This work addresses the real-time challenges of long-term operation in two-party secure computation for dynamic controllers by proposing a secret sharing–based secure two-party computation protocol. The protocol enables stable control over an infinite time horizon without decrypting the controller state, resetting the system, or re-encrypting inputs. It represents the first implementation of long-term secure dynamic control in a real-world commercial cloud environment that avoids state decryption, thereby overcoming the performance bottlenecks inherent in traditional homomorphic encryption approaches. Deployment on a cloud platform and experimental validation using an inverted pendulum demonstrate that the system maintains real-time stability despite online communication overhead, confirming the feasibility and practicality of the proposed method.

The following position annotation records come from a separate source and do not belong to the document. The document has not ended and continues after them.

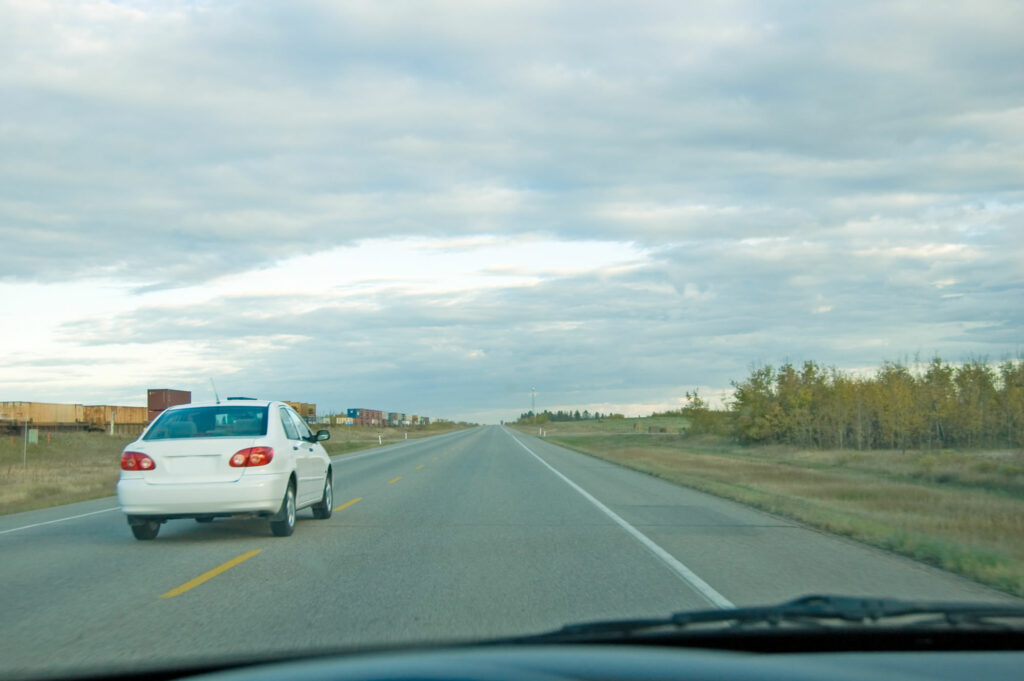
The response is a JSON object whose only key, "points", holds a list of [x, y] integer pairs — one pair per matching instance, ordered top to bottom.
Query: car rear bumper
{"points": [[250, 494]]}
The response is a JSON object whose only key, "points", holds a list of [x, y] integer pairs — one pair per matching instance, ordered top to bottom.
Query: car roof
{"points": [[228, 402]]}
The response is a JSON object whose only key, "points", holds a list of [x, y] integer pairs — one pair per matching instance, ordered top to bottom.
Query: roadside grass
{"points": [[78, 466], [71, 467], [962, 511]]}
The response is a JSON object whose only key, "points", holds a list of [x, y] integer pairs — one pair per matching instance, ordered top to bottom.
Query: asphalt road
{"points": [[475, 534]]}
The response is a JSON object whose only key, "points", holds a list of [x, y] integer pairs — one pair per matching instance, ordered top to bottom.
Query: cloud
{"points": [[781, 182]]}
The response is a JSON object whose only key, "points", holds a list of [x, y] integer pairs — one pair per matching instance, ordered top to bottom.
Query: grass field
{"points": [[75, 466], [963, 511]]}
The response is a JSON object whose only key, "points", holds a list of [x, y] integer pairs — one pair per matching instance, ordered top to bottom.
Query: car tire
{"points": [[323, 509], [286, 524], [145, 530]]}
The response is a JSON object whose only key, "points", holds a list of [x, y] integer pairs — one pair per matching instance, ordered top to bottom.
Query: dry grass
{"points": [[77, 466], [71, 467], [961, 511]]}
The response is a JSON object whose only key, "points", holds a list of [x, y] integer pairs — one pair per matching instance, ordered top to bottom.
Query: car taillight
{"points": [[253, 456], [136, 461]]}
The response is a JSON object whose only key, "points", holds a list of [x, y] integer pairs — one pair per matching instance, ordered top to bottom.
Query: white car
{"points": [[232, 457]]}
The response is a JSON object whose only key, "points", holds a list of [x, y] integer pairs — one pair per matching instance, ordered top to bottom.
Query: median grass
{"points": [[68, 467], [962, 511]]}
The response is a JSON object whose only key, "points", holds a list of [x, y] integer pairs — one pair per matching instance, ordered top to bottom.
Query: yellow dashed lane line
{"points": [[192, 584]]}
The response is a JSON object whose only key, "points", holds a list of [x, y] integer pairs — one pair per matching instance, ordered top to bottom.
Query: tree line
{"points": [[974, 405], [551, 417]]}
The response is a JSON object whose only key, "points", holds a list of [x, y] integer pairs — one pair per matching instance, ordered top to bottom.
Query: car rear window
{"points": [[210, 422]]}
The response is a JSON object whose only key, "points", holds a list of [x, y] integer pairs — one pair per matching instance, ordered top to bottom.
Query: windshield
{"points": [[564, 311], [210, 422]]}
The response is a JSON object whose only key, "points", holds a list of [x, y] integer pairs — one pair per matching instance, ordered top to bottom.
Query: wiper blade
{"points": [[816, 610]]}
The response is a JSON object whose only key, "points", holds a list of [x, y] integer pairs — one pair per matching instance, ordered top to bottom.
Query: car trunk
{"points": [[195, 460]]}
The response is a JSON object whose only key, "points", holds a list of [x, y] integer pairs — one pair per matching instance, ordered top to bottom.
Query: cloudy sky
{"points": [[433, 207]]}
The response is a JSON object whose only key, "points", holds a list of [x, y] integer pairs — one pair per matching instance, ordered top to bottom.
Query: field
{"points": [[75, 466], [963, 511]]}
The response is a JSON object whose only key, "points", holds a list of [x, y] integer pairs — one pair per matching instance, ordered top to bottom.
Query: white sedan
{"points": [[232, 457]]}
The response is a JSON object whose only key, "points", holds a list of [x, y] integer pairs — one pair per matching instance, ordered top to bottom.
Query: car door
{"points": [[298, 452], [310, 471]]}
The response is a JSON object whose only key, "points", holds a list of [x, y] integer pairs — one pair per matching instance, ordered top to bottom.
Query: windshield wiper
{"points": [[814, 610]]}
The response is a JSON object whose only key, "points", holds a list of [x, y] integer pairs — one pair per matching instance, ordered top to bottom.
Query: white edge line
{"points": [[50, 522], [682, 570]]}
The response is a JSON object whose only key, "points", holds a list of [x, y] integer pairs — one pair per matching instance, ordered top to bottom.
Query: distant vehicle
{"points": [[235, 457]]}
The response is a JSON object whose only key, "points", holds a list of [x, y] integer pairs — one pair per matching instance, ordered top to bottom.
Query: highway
{"points": [[475, 534]]}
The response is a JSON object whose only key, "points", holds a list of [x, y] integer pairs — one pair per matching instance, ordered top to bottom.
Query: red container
{"points": [[161, 398]]}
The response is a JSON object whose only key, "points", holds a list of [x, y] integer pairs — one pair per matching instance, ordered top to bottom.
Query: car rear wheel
{"points": [[322, 510], [284, 522], [145, 530]]}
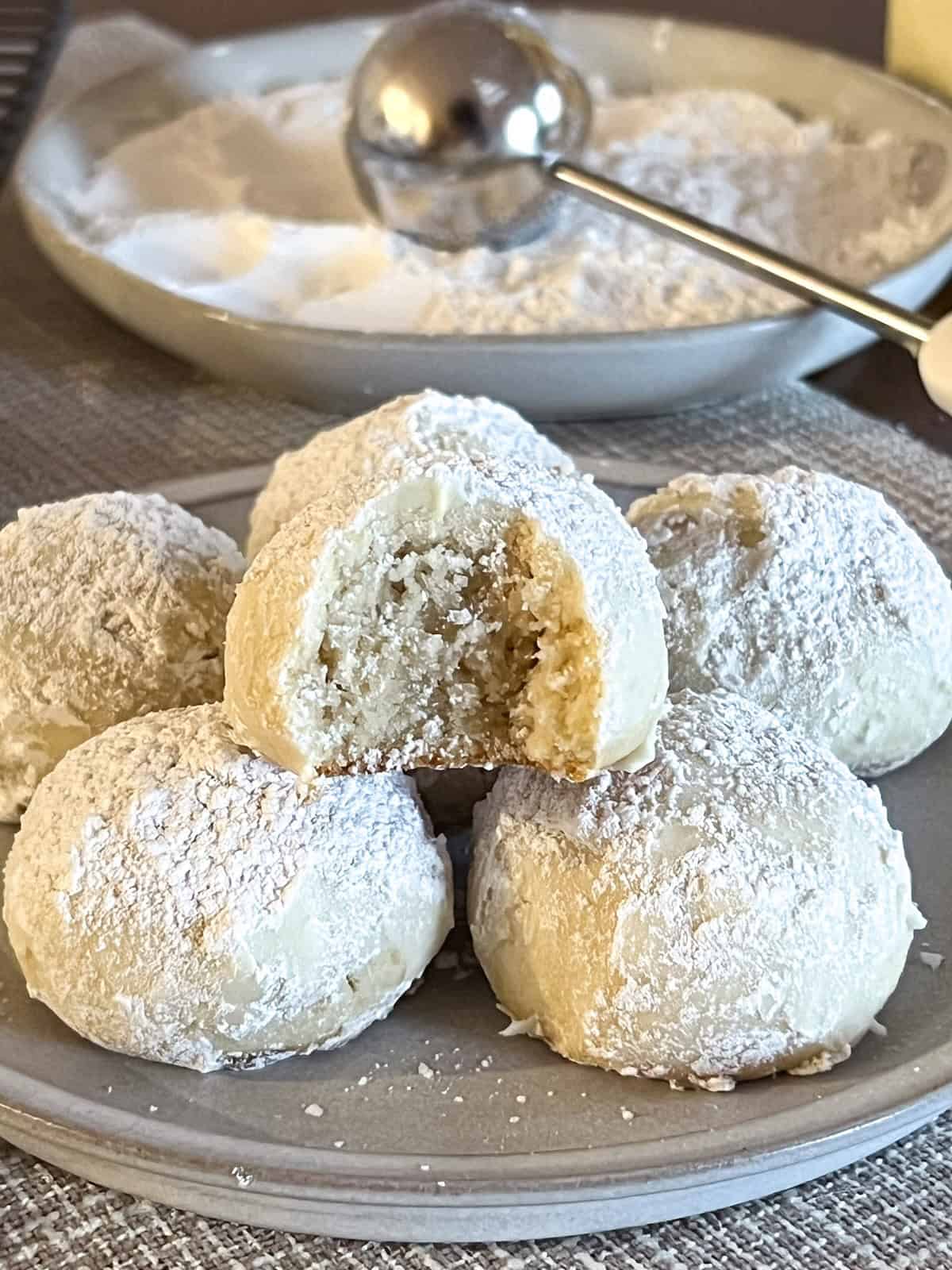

A secure two-party computation protocol for running dynamic controllers over secret sharing has recently been proposed. Unlike encrypted control schemes based on homomorphic encryption, this protocol enables operating dynamic controllers for an infinite time horizon without controller-state decryption, controller-state reset, or input re-encryption. However, the two-party setting introduces additional online communication between the computing parties, which may hinder real-time feasibility. In this study, we demonstrate the feasibility of the protocol through implementation on a commercial cloud platform with an inverted pendulum testbed. Experimental results show that the proposed protocol successfully stabilized the pendulum despite the online communication overhead.